Sharding with Replication

- Keeping copies of each partition at multiple nodes improves fault tolerance.
- if master/slave replication is used with partitioning, Each node may be master for 1 dataset while slave for other

            |             Node-1             |      |             Node-2             |
            |partition1 partition2 partition3|      |partition3 partition2 partition1|
            | (master)   (slave)    (slave)  |      | (master)   (slave)    (slave)  |

Types of Sharding

1. By Key range

            |Partition-1|   |Partition-2|   |Partition-3|
     keys   |a-e        |   |f-o        |   |p-z        |

Each partition/shard holds range of <key, value> for particular range.
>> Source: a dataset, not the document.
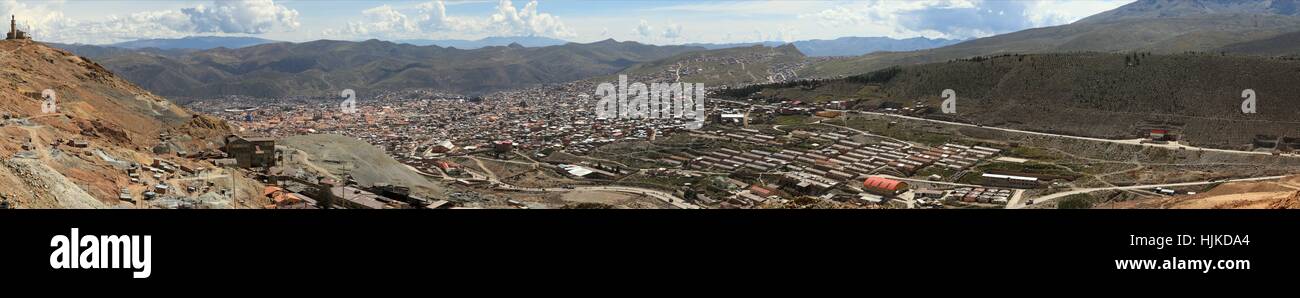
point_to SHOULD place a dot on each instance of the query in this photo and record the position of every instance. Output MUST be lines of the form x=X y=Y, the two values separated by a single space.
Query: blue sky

If we know which partition is assigned to which node, then we can make request directly to the appropriate node.
Advantage: Keys can be kept in sorted order inside the partition.
Disadvantage: Certain types of keys can turn partition into Hotspot. Eg: if a shard stores all tweets of a celebrity user

2. By Hash of Keys Partitioning_by_hash_of_keys

            key -> |Hash Function| -> Hash of Shard

Hash is so generated that keys are equally distributed amongst shards
Adv: Similar keys different hashes are generated, hence hotspots are avoided.
Disadv:
1. Range based key search property is lost. ie Advantage of Partitioning by Key range is lost.
2. Hotspots still exists: In extreme conditions, where keys differ by millisec, same hash gets generated and all load goes to same shard.

3. By reverse indexing/secondary indexes

4. Region based Partition / Sharding based on location IDs

Storing data specific to region (maybe based on pin code).
Advantages:
1. Data Localization: Users in a particular region primarily access data relevant to that region, which can reduce latency and improve response times.
2. Scaling: By partitioning the database based on region, we can scale system horizontally.
3. Regulatory Compliance: Data privacy laws may require certain data to be stored within specific geographic regions
4. Disaster Recovery: In the event of a localized failure or disaster, having region-based partitions can make it easier to implement disaster recovery strategies. We can focus on recovering data for specific regions without affecting the entire system
5. Reduced Maintenance Downtime: When need to perform maintenance tasks, such as database upgrades, we can target specific regions, minimizing the impact on the overall system.